Last night, at a typically contentious Douglas County School Board meeting, union tool board member David Ray, who ousted a pro-school choice member in 2015, offended taxpayers and parents everywhere. In explaining his viewpoint on essentially why school districts should not be accountable to taxpayers, Ray said:

“Something I’m really struggling with is there seems to this mind shift where we have, we think PPR (Per Pupil Revenue), that I own that. That the PPR that goes to funding a school, that’s my PPR, and if I go to a different school I’m taking my PPR with me. And I couldn’t disagree with that more.

“PPR is my taxes too. I help pay for your kids go to Douglas County schools, even though I don’t have kids in the school system. So to have the mentality that PPR is owned by the individual, and that is should go into an account, like a saving account that can be deposited and withdrawn is really absurd to me. It goes against everything that I believe in terms of why we pay taxes into the public school system.

So my opposition is really this mentality that I see growing which assumes that parents own the taxes or people own the taxes that they contribute for these social causes like schools, libraries and fire departments and police department.
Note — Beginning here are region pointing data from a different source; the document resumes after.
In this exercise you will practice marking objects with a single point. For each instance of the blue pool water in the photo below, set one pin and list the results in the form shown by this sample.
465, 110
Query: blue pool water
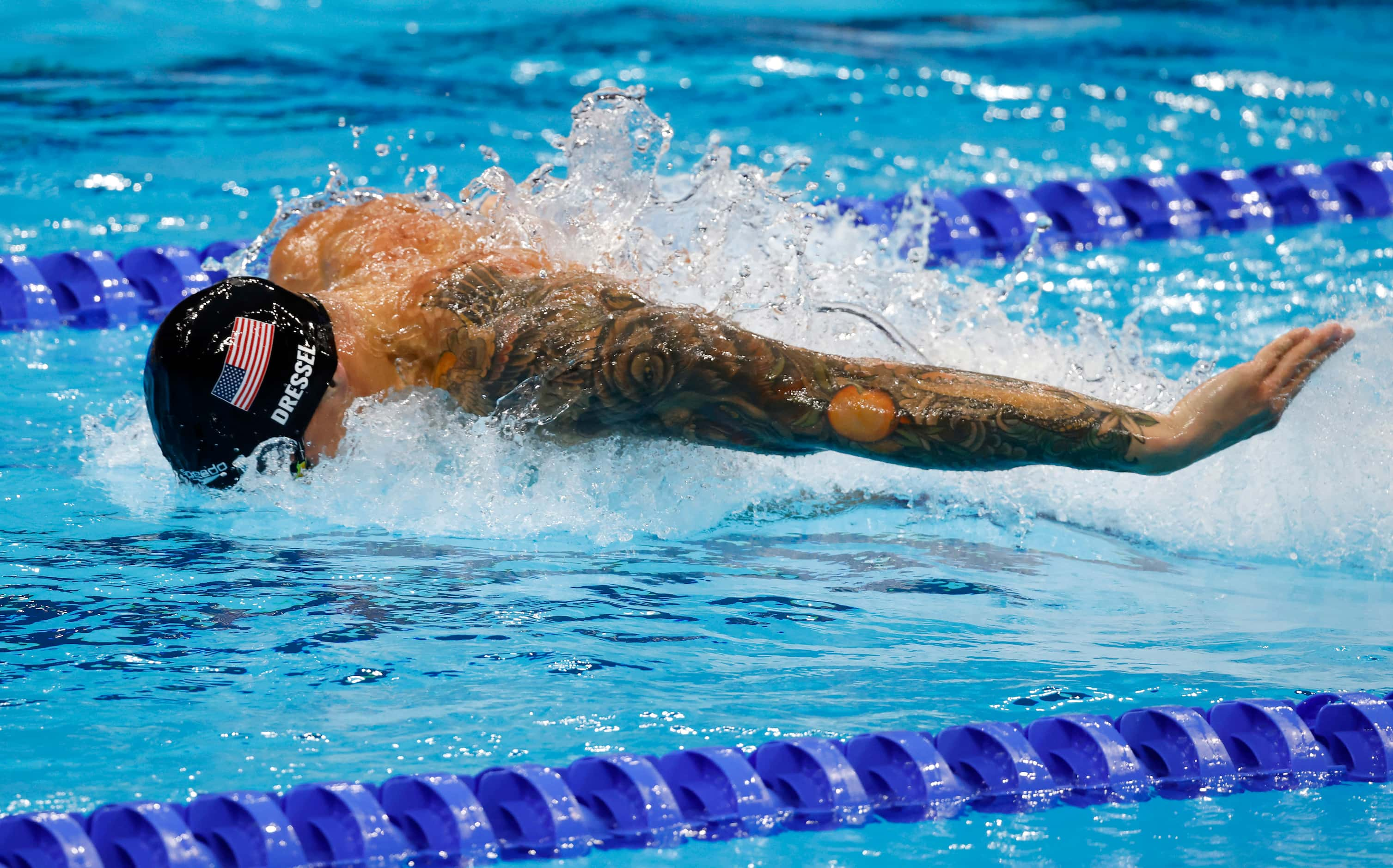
446, 598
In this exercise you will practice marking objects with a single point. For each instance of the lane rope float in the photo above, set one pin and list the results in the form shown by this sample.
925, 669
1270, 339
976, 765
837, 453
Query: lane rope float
95, 289
714, 793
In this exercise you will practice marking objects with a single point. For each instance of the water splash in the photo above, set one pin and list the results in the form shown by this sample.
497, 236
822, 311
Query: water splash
736, 240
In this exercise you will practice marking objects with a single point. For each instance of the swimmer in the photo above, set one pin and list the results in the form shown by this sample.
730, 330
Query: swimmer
391, 296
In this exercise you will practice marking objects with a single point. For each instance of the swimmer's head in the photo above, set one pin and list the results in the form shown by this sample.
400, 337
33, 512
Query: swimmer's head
238, 364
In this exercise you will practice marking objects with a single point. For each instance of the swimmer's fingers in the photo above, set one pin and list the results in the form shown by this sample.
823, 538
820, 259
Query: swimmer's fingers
1268, 359
1296, 370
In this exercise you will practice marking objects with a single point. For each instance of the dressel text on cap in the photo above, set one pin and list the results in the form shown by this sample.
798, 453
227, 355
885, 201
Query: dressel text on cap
299, 381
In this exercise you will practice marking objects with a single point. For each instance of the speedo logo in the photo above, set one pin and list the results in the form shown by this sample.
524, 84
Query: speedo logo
297, 385
204, 476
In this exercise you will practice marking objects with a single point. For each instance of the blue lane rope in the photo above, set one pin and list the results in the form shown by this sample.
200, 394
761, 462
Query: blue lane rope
712, 793
92, 289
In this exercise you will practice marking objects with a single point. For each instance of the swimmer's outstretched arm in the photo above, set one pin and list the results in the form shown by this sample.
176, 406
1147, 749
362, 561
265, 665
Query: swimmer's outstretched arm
686, 374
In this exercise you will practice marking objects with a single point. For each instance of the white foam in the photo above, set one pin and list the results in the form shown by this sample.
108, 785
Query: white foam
1320, 488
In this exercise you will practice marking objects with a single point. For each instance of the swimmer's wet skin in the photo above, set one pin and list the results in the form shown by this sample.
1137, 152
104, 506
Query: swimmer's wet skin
415, 300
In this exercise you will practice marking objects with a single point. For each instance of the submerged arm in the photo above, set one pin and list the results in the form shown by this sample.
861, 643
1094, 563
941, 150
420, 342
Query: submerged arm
620, 363
687, 374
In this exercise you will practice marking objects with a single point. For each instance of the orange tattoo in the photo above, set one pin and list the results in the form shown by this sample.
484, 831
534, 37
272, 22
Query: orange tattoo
864, 416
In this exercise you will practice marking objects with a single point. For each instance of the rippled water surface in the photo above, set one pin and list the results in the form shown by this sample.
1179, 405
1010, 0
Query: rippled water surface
448, 598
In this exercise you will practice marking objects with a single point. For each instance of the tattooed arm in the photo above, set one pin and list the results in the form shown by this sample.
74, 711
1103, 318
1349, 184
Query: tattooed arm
617, 363
687, 374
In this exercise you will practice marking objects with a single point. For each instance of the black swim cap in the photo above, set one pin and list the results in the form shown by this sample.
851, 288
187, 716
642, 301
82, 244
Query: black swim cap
232, 367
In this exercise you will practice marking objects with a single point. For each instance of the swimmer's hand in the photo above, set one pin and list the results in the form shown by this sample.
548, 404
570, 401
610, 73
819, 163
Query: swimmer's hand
1241, 402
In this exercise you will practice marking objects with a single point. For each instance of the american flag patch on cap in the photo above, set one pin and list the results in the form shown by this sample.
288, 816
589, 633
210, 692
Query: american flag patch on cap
244, 367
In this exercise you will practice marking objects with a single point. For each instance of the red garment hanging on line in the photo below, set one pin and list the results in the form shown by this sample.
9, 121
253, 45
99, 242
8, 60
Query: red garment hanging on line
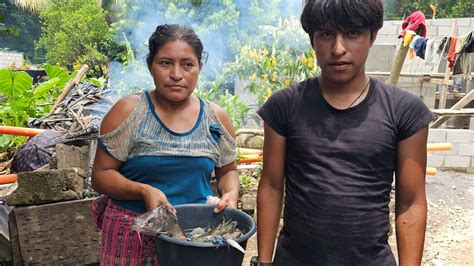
413, 22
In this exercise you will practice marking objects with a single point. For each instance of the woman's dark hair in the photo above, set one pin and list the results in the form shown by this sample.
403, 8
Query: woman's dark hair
341, 15
172, 32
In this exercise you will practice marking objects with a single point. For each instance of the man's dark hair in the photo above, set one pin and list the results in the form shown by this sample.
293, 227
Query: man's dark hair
341, 15
172, 32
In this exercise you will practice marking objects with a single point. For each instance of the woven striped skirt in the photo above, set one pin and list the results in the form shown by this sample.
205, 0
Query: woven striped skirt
120, 245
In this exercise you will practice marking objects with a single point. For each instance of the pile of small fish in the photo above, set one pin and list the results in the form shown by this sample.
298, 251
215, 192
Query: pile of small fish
163, 220
223, 234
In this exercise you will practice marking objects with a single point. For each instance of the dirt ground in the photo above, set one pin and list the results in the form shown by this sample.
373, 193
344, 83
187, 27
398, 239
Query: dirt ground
450, 227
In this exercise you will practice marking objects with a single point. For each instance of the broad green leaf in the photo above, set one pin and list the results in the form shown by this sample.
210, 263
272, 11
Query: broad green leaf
14, 84
41, 91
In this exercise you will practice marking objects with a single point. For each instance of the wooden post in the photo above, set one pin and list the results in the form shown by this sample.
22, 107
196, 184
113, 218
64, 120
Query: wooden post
442, 96
397, 64
460, 104
69, 86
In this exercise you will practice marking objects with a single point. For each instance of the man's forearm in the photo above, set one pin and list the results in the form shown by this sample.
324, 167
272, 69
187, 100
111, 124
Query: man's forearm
269, 205
411, 226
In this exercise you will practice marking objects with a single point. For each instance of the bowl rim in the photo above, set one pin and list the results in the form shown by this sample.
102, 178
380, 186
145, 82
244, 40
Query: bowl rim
244, 237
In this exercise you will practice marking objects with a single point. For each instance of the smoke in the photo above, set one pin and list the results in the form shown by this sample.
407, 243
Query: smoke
223, 26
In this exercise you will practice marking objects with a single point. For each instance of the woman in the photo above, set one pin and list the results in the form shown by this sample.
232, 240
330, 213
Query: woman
161, 147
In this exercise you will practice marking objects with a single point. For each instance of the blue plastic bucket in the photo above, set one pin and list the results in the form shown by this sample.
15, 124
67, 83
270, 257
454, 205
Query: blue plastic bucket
176, 252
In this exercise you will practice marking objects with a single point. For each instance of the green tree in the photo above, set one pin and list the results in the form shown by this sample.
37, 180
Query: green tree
75, 32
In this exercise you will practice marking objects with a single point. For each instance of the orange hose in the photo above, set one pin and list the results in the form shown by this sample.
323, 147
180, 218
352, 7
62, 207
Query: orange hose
244, 151
20, 131
249, 158
8, 179
439, 146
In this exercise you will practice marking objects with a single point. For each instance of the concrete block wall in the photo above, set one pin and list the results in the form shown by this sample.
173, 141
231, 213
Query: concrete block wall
460, 157
387, 44
9, 58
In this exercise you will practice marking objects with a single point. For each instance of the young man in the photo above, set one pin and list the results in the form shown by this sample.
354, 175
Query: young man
333, 143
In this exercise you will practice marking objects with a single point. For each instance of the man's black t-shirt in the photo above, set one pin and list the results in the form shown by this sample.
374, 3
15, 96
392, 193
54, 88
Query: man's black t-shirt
338, 171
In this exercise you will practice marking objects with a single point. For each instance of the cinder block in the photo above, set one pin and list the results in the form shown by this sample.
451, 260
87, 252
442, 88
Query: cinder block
459, 135
463, 22
466, 149
454, 150
69, 156
437, 135
463, 30
435, 161
457, 161
40, 187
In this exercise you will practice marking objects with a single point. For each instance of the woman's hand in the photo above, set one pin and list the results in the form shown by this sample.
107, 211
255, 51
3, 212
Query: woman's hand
153, 197
227, 199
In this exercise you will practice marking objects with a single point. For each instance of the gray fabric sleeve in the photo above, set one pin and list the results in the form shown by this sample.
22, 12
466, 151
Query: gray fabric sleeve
117, 143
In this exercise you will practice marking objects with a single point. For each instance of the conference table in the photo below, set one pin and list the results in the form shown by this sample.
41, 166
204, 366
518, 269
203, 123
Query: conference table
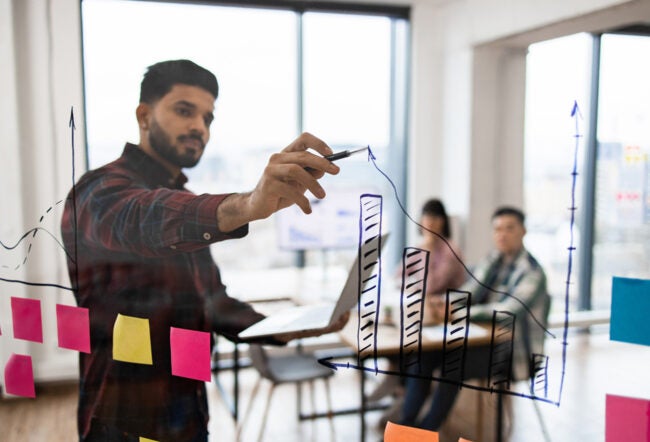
388, 344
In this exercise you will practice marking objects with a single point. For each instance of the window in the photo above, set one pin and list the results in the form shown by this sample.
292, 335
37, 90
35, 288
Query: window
613, 182
281, 71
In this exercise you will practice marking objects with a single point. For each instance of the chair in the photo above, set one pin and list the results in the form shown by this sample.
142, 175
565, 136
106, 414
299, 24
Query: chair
545, 313
297, 367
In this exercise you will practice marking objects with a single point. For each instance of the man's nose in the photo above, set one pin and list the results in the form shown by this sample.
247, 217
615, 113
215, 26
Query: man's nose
198, 126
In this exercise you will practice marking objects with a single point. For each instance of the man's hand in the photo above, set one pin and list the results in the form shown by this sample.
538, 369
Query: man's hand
338, 325
286, 178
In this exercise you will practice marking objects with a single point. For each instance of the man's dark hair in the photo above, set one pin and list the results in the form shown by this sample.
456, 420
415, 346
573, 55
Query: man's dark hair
512, 211
435, 207
161, 77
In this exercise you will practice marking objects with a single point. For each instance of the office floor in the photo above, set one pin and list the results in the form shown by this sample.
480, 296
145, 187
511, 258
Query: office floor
595, 367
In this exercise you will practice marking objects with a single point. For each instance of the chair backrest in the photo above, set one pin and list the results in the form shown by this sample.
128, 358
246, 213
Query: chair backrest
260, 360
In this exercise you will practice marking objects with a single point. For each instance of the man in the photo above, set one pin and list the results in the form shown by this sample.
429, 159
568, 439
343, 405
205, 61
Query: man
139, 242
507, 279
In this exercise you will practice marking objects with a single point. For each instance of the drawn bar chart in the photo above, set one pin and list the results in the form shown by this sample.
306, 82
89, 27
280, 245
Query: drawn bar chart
370, 221
501, 347
415, 264
454, 344
539, 378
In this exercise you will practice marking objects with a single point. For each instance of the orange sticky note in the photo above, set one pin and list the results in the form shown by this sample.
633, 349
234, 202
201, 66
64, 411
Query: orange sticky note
402, 433
26, 315
19, 376
132, 340
73, 327
190, 353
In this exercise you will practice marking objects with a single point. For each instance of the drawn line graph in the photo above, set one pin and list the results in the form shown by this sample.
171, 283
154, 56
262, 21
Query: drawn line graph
456, 329
31, 234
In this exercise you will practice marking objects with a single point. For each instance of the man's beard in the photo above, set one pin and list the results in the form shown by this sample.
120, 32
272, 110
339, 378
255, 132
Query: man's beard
160, 142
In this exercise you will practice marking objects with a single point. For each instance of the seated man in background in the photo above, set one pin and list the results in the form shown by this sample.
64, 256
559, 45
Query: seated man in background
508, 279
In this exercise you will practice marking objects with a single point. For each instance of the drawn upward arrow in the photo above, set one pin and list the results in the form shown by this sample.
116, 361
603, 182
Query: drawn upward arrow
73, 127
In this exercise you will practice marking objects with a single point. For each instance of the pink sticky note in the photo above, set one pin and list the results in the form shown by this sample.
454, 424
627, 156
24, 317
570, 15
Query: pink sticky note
627, 419
26, 314
190, 352
19, 376
73, 327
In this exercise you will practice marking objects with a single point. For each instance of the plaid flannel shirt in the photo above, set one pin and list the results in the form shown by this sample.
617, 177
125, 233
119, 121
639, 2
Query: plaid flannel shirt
141, 244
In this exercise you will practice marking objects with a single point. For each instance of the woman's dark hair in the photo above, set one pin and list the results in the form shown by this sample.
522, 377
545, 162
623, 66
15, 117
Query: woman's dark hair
161, 77
434, 207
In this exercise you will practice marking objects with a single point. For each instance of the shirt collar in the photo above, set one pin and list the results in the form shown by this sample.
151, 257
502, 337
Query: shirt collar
155, 172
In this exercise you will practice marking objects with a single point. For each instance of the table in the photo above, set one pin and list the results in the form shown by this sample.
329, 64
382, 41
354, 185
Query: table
388, 344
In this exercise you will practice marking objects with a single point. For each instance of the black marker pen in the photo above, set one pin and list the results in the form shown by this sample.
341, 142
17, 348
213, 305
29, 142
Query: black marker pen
344, 154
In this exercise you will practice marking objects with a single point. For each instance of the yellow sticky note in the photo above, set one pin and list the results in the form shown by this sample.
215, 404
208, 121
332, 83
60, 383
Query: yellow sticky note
132, 340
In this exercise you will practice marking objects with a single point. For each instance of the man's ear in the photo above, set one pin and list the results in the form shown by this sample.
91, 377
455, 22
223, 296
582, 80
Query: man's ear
143, 113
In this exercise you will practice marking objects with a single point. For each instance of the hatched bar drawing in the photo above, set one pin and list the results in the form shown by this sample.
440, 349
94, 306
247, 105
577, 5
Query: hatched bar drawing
415, 265
454, 343
501, 346
539, 378
370, 221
I would never think about well I want my share of my money that I spent on the police department because I’m going to hire a private security detail because I don’t want the police department protecting me.

“And that’s the mentality shift I see in these couple bills that I think is tragic, is we’re getting into this mindset of ‘It’s all about me. It’s about my money,’ as opposed to looking at what the intent of taxes and PPR are intended to do, and that’s finance education for all kids, not just the individual. So I’m opposed to this as well.”

Newsflash to Ray, actually “per pupil funding” is meant to pay for the approximate cost to educate an individual student. That’s why it’s called “per pupil” and that’s why schools count the number of children who attend their schools. In fact, what he is describing is called “backpack funding” where the dollars are actually attached to the individual child. The point of these funding approaches is to give parents choices in their child’s education – kids can take their funding over to charter schools, if they choose. But that’s not what Ray wants.

Ray’s diatribe here is really about undermining school choice and parental options.  Ray, backed by the deceptively named Douglas County Parents (who only serve to agitate in Douglas County), is the same director who is refusing to build more charter schools in Douglas County until a study (that he commissioned) can be completed to determine how charter schools are impacting neighborhood schools. This is the education equivalent of an environmentalist’s “environmental impact study” meant to muck up and slow down approvals process.

Unfortunately for Douglas County students, Ray is completely blind to the fact that there are literally thousands of kids on wait lists to get in to charter schools across the county – and probably hundreds of thousands across the United States, if not more. Why does Ray’s “struggle” outweigh kids’ opportunity to get the education that best meets their needs?

It doesn’t. Douglas County parents should be outraged.